Now, mounting bleakness for retailers has commentators in some parts of the country pronouncing the demise of an era in suburban shopping - with people in big SUVs going to big stores to buy stuff for big houses - and warning of a landscape littered with empty big-box stores and scarred shopping plazas.
Around Boston, analysts predict a slowdown, but not devastation. But if the future does not hold major changes for shopping patterns and habits, it almost certainly will bring more liquidation sales and vacancies.
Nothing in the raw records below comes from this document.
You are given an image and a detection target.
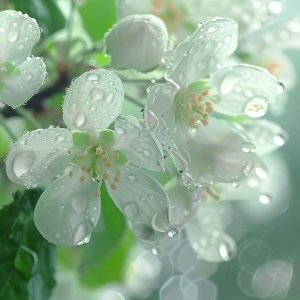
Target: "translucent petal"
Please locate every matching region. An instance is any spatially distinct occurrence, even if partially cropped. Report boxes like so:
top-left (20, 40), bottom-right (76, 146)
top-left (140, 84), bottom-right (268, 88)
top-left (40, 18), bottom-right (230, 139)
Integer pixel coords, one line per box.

"Anyone who doesn't think there will be additional vacancies is kidding themselves," said Joel Kadis, a partner with Linear Retail Properties, which acquires and operates shopping centers in eastern Massachusetts and southern New England, holding a portfolio of a few dozen plazas ranging from 10,000 to 125,000 square feet. "Most people think it's going to get worse before it gets better."
Retail insiders and analysts talk about the United States being "overstored."
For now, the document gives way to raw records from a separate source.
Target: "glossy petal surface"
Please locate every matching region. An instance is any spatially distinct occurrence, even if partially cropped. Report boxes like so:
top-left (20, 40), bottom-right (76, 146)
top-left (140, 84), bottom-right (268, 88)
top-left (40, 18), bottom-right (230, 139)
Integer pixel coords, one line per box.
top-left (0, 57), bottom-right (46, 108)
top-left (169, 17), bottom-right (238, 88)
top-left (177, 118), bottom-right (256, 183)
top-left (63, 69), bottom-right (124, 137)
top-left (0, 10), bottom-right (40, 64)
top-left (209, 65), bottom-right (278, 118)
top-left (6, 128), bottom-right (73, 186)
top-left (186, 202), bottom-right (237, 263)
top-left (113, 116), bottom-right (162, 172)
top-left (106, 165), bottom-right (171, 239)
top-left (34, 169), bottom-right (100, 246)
"In a better economy, everyone can survive, but in a more challenging economy, you see the fallout," Kadis said, pointing to weaker companies in multiplayer categories - Circuit City compared with
The stronger ones survive, but maybe not thrive: Bed Bath & Beyond's stock has dropped to its lowest point in nearly a decade, on fears of same-store sales shrinking for the first time in the company's history; that's already the case for same-store sales at Best Buy, the credit rating of which Standard & Poor's recently downgraded to a notch above junk.
Retailers selling necessities, especially discounted necessities, are faring better than those peddling discretionary goods. Natick-based
The Boston suburbs are less "overstored" than other parts of the country, because of scarcity of land, population density, and permitting challenges, Kadis said. "It's not like the Sun Belt, where you keep moving down to the next tract of housing and you throw up another [shopping] center," and where many more vacancies will occur, he said.
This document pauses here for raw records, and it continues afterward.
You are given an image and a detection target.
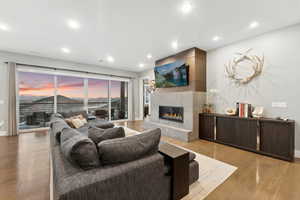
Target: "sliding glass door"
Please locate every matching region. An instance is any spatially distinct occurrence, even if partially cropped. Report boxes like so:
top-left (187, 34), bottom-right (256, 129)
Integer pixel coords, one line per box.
top-left (18, 72), bottom-right (55, 129)
top-left (88, 79), bottom-right (109, 120)
top-left (18, 70), bottom-right (129, 129)
top-left (56, 76), bottom-right (85, 113)
top-left (110, 81), bottom-right (128, 120)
Jonathan D. Miller, a New York-based analyst and author of the annual industry outlook "Emerging Trends in Real Estate," said strong malls and "power centers" - meaning the plazas with multiple big-box retailers that have sprouted near regional malls - will weather the difficult years with some vacancies, but weaker malls and centers could become empty.
"Over time, with an improved economy, Americans will buy again, and malls will thrive again. . . . It's just not going to be in the next two or three years," said Miller, whose guide, published last month by the Urban Land Institute and PricewaterhouseCoopers, predicts a bottoming out in 2009, with floundering to continue at least into 2010.
When retail rebounds, it will be in a changed landscape, Miller said. Types of stores and shopping centers will evolve and be reinvented, just as they have coming out of past downturns and recessions, with new concepts for the size, nature, and layout of malls and plazas.
In the meantime, consumers can expect more sales and closings, and the mixed emotions that accompany them. But problems with major chains are unlikely to dramatically alter the suburban shopping experience, said Virginia Postrel, the author and blogger who writes the "Culture and Commerce" column for The Atlantic, including a 2006 piece "In Praise of Chain Stores."
"I really don't think Circuit City going out of business has an impact on anybody's life as a consumer, as opposed to as an employee or supplier," said Postrel, who has praised chains for making more choices available in more places, at better prices, while challenging "cosmopolites" who equate a sense of place with locally owned businesses, instead of terrain, weather, and culture. "I can't think of any retailer that's gone out of business recently where I thought, 'Oh, that's really bad. People won't be able to get X.' "
Outside the already closed Linens 'n Things on a recent morning in Burlington, would-be shoppers passed by or paused to look in the windows.
Irene Petri, a retired paralegal from Arlington, said she was concerned by the closings and what it meant about the economy, though the loss of some bothered her more than others; she cited Fabric Place, once a seven-store regional chain, which is closing its final location.
Petri, a 71-year-old who grew up in post-war Germany, said the lone bright spot might be a return to frugality and saving.
"My concern is that people run up so much on their credit cards and they obviously do not concern themselves with how to pay for it," she said.
But others approaching the store seemed buoyant.
"Big-business chains that are going out of business don't bother me," said Jacqueline Carder, a 46-year-old Billerica homemaker and licensed EMT. Carder, who came in search of deep discounts, returned to her car, instructing another shopper to do the same.
"Go to Building 19 1/2. Do you know where that is?" she said, referring to the nearest branch of the chain that resells liquidated, overstocked, and gently damaged merchandise.